Items included statements like, “Although some people think my posts/comments are offensive, I think they are funny.” Respondents answer somewhere along a five point scale, where 1 = Strongly Disagree and 5 = Strongly Agree. Sadism was measured through the Short Sadistic Impulse Scale. Qualifying statements included, “Payback needs to be quick and nasty” and “People would enjoy hurting others if they gave it a go.” Respondents answered using the same five-point scale.

Lastly, empathy was measured using the Empathy Quotient. This test includes a four-point scale, where 1 = Strongly Disagree and 4 = Strongly Agree. Items include, “I am good at predicting how someone will feel,” and “I get upset if I see people suffering on news programs.” It also evaluates social skills with items like, “I find it hard to know what to do in a social situation.”


Many trolls have poor social skills and act out as a form of revenge. Pexels.

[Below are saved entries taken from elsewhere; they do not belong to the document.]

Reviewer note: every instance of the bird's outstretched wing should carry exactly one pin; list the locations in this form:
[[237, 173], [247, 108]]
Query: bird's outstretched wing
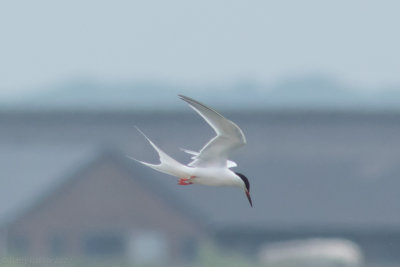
[[229, 137]]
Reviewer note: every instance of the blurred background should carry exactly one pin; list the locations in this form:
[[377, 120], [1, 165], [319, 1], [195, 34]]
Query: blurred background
[[314, 85]]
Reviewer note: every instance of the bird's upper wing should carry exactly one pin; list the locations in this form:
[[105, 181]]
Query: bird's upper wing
[[229, 137]]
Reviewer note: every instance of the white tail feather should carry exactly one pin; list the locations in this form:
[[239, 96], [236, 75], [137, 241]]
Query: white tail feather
[[167, 164]]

415 participants took the assessment. 36% were men and 63% women. Their average age was 23. What they found was that men were far more likely to become trolls. They had higher levels of psychopathy and sadism, which is what ultimately predicted trolling. Trolls aren’t necessarily devoid of empathy. Instead, they have high levels of cognitive empathy, or understanding the emotions of others, but far less affective empathy, or internalizing those emotions, sort of feeling them for yourself.

Their psychopathic tendencies tended to outweigh total empathy. Trolls usually had poor social skills, too. Rather than act as an outlet for pent-up frustration, researchers found that trolling actually ended in negative psychological outcomes for the troll, even though they were the perpetrator.

Researchers wrote that, “Trolls employ an empathic strategy of predicting and recognizing the emotional suffering of their victims, while abstaining from the experience of these negative emotions. Thus, trolls appear to be master manipulators of both cyber-settings and their victims' emotions.”